In 2015, ExxonMobil announced it had discovered significant oil reserves in Guyana Esequiba and the adjacent Economic Exclusion Zone. The crisis started in September 2022 when Venezuelan President Nicola Maduro published images of Kaleteur Falls, Guyana’s popular tourist destination, and Guyana Esequiba as part of Venezuela on social media. This led Guyana to ask the social media outlets to remove the content because it was offensive to the people of Guyana. Geopolitical tensions among vested partners have increased in the last three months. In September 2023, Venezuela’s National Assembly voted to place a referendum before the Venezuelan people on the sovereignty of Guyana Esequiba. The date for the referendum is December 3, 2023. That same month, the United States deployed elements of the 1st Security Assistance Brigade from Fort Moore to Guyana to train and liaise with the Guyana Defense Force. In October 2023, sources reported seeing Venezuelan military forces deployed along the disputed border, and ExxonMobil announced the discovery of four additional oil fields offshore Guyana Esequiba. In early November 2023, the Guyana government took the issue of the pending Venezuela referendum on Guyana Esequiba to the Organization of American States (OAS) and the International Court of Justice (ICJ). The ICJ has reached a verdict on the referendum and will announce it on December 1. Regardless of that decision, Venezuela refuses to recognize the court’s jurisdiction, setting up a clash with Guyana as early as December 4.

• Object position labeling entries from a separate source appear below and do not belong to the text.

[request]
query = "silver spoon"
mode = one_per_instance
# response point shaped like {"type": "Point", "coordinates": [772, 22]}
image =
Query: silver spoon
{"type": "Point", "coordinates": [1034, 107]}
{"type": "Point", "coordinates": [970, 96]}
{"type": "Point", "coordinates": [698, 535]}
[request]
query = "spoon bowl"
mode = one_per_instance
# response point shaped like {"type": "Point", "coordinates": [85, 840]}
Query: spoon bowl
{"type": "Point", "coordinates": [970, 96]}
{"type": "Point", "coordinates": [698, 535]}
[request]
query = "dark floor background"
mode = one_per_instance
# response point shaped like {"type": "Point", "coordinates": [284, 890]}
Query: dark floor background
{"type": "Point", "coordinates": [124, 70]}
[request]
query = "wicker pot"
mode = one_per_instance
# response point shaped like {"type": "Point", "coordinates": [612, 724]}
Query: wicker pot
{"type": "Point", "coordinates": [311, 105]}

Any Venezuelan actions to take Guyana Esequiba by force or other means will create a crisis involving the United States. Additional 1st Security Assistance Brigade elements are scheduled to arrive in Guyana in December. Sources reported that SOUTHCOM will increase naval patrols off Guyana, which started in 2020. The U.S. forces in and near Guyana are more than a deterrent. They also represent a tripwire for possible U. S. intervention in the region. Suppose the deterrence fails, and a Venezuelan action against Guyana ensues. In that case, the United States will have to reach a political decision to both protect Guyana’s sovereignty and the oil resources of Guyana Esequiba. Venezuelan seizure of the Guyana Esequiba oil production would increase Venezuela’s oil production by almost 40 percent. And perhaps that is the primary motivation for Venezuela. But equally important in the U. S. decision-making will be to prevent those oil resources from filtering to Iran and its proxies via Venezuela. If so, actions taken by the United States to dissuade or counter Venezuela’s efforts may be tied to the current conflict in the Middle East after all.